As many of these companies scramble to restructure themselves, most of the costs have been passed on to shale and offshore rigs. In April, oil services company Schlumberger announced it was facing redundancies numbering 20,000 across its global operations. In July, Royal Dutch Shell announced another 6,500 jobs would go in a new cost-cutting initiative. And in the US – the epicentre of the fracking boom – official jobs data recorded that over 59,000 workers in the oil services and 10,000 in the production sectors had been made redundant.
These losses have effectively ended the capacity of the industry to maintain the same level of production infrastructure it enjoyed when the price stood at $100 a barrel. In July, a study by the consultancy Wood Mackenzie claimed that 46 new oil and gas extraction projects have been deferred. That amounts to over $200 billion in spending and an estimated 20 billion barrels of oil remaining in the ground. In February, Shell announced the closure of a major extraction platform above the Brent field, with another expected to be wound down in the next few years. In the Gulf of Mexico, 981 rigs have been decommissioned since October 2014.
At the time of writing, the pattern of closures does seem to be reversing, with a small increase of 12 new rigs announced by oil services giant Baker Hughes. Nevertheless, that still spells a miserable 0.2% overall growth, within a sector singularly unenthused by the prospect of expansion.
With no sign of the market stabilising to a price equilibrium that would make offshore and shale consistently profitable, many oil companies have cried out for aid from national governments to help sustain their existing operations. In the UK, this has come in the form of tax relief, with pleas from North Sea oil producers responded to by Chancellor George Osborne in his July Emergency Budget. The latest data made available by the UK Office of National Statistics indicates that national output is up, partly thanks to this action.

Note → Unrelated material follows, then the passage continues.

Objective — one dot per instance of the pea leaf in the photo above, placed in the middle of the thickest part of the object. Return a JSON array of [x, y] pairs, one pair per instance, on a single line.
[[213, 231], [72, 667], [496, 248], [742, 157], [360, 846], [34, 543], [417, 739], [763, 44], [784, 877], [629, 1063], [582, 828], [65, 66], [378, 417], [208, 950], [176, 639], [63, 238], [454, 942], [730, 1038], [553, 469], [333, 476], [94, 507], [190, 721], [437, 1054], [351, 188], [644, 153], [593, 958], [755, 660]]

In the US, attention has focused on lifting regulatory constraints. Since 1975, exports of crude oil have been prohibited to those without a licence. Since 2012, a few companies have been granted permission by Congress to export small volumes of crude oil. However, their example has not proven enough to stall a growing effort from representatives of oil states lobbying to shelve the statute entirely.
Their argument is certainly compelling. A large volume of the oil produced by shale rigs in the US is what is termed ‘light crude’: extracted from areas isolated from major transportation links, and too far from refineries equipped to process anything other than heavy crude oil. A more liberal export regime would allow these producers to sell their wares abroad, thereby increasing employment and adding billions in GDP to the American economy.
Critics of this approach say that liberalisation will do nothing of the sort. They argue that introduction of US crude exports into an already saturated global market will only serve to depress prices even further. After all, exploration is still proceeding in dozens of locations, with Shell and BP announcing expensive new exploration initiatives in the Arctic and other companies exploring the viability of fields off the Falkland Islands, New Zealand and Philippine coasts.
Not that this means exploration might lead to immediate extraction, especially given the typical 15-year gap between the two – even if spurred by a consistently high oil price. A raft of share price falls across oil exploration firms in July, as well as the prospect of Iranian re-entry into the market as sanctions are lifted, has also seemingly quashed the notion that any price resurgence is just around the corner.
Whatever the case, the sheer scale of cutbacks in infrastructure spending by major oil companies means they will find it hard to meaningfully exploit a price rise in the short to medium term. In fact, it could be a matter of years before some sort of price equilibrium is regained, and if it happens, the intervention of national governments guarantees that an equitable balance may become the new normal.